Jesus talks in Matthew 7:13-14, the Sermon on the Mount, about the need to go through the narrow gate into the narrow way of life, which is Road Less Travelled. This applies to many aspects of our lives, and it is certainly not the path chosen by many.
It’s the least chosen path because it’s hard and countercultural, and it promises no reward, except that by faith we know it to be right.
It’s hard to let other people win, to give other people the benefit of the doubt, to be the butt of innuendo, to seem to lose. I say “seem” because when we get this right from a relational context, our very real vulnerability cares nothing for ridicule, for pride, for castigation, because our focus is on a bigger, more eternally significant prize.
It’s a prize this world cannot give us. It’s a prize won by faith to do what people don’t like doing.
Somehow, by the narrow way in our relationships, getting on with people, and winning them over the longer haul matters more significantly.
But I don’t expect many will understand. Or if they do, to bother.
We make much of many things in this life that are truly unimportant, even though they seem important, and certainly those temptations we give into seem to make sense at the time—to have something over someone, to manipulate and have our way even if they don’t get theirs.
There’s something so much more important, when all things are considered, when we give up what we cannot keep—the little wins where others lose—to gain what we cannot lose. When we prefer to build comradery instead of getting our own way, even as we suffer indignities of people offending us, we surprise people enough for them to say, “Wow, there really is something different about this one—they seemed like a ‘doormat’ I could walk over, but just look at how little it matters to them. And they seem to be ever concerned about me, and look at how I’ve taken advantage of them!”
We certainly won’t win over the narcissist, but we will win over the normal Joe and Joanne.
It takes a while of consistently going the narrow way relationally before people see the integrity that underpins it. And if they think we’re fools for this allegiance to what’s right, let them laugh—we’re the ones, the aggressed who don’t hit back, who show most power working in our lives.
This is the life of Christ in the believer who knows the strength they bear in not getting offended, but in turning that offence to the Kingdom’s advantage by showing that the offence doesn’t conquer us.
If we’re never offended, we prove safe to know. Ultimately what happens is we prove trustworthy, and when (not if) their moment of need comes, we then prove useful.
Time and again, people reach out to people they know who are unpanicked by their vulnerability. We don’t show true strength UNTIL we’re vulnerable.
See how important it is that we maintain our poise especially when we’re most tempted to take umbrage with those who seem to despise us?
Understand though that at the very point of being tempted to react, we must respond differently. The response required is one that most people are disarmed by. Such a response can even seem weird, like, “Why aren’t you sticking up for yourself?”

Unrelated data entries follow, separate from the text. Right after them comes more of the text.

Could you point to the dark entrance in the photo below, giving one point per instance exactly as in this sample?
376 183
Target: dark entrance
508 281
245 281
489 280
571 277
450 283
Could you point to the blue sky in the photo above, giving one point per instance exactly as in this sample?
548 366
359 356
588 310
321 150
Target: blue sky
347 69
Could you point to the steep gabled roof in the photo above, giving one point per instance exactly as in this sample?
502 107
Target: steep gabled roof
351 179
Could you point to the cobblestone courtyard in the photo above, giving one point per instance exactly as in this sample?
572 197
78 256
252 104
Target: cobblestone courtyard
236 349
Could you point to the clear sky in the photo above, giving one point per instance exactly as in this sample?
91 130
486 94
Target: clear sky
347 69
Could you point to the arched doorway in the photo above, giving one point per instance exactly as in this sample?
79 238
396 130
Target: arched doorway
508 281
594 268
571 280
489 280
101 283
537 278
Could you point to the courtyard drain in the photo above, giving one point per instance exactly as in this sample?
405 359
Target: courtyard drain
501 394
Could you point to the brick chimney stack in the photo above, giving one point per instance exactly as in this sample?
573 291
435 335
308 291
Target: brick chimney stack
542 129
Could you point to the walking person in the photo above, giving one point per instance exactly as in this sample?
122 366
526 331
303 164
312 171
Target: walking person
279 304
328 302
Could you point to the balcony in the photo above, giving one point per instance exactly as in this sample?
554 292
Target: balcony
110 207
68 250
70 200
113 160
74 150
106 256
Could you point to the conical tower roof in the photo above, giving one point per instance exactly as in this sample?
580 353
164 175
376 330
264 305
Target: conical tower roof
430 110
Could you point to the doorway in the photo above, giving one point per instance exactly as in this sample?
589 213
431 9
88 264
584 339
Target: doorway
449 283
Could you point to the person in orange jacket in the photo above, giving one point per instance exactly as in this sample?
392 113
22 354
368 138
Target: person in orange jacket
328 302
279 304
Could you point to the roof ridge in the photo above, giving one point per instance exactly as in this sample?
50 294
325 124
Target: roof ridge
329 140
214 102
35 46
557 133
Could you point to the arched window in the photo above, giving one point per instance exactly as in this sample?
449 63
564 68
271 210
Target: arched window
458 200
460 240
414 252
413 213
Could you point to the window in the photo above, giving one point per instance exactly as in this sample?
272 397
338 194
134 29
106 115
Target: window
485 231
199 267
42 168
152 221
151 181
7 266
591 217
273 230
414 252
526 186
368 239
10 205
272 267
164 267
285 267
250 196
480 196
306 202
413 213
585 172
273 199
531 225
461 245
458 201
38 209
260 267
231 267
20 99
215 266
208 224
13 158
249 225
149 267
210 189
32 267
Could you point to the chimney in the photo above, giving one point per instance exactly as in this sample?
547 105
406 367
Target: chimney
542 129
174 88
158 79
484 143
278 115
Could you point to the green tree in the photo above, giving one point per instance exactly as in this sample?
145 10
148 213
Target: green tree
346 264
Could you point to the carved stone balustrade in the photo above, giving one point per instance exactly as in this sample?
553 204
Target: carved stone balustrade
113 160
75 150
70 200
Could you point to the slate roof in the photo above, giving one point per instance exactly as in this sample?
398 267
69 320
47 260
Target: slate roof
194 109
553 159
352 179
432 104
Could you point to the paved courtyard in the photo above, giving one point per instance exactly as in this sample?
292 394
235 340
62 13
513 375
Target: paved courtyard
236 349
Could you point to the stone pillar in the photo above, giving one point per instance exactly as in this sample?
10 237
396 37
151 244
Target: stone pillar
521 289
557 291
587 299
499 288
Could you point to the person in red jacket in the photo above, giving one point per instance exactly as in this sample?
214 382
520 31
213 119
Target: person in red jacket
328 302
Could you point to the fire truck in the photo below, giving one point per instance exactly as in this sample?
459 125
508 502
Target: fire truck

And yet it takes real strength of character to stay poised in that moment, to keep believing in what God might be doing in the longer term by not becoming offended.
This wisdom is about losing battles but winning wars to the furtherance of peace.
Isn’t it just the power of God that converts a person who would violate us time in again?
Again, it’s not the narcissist, but the person with potential who’ll eventually see that our character is trustworthy. And we won’t know the one from the other unless we give them a chance.
I guess when it’s all said and done, going the narrow way of relationships is about believing in the potential of people, of giving them a chance of being better for themselves and others.
If we aggress people who aggress us, when will it end. No, it must end with us. We must put down our weapons and believe that our influence might work in them.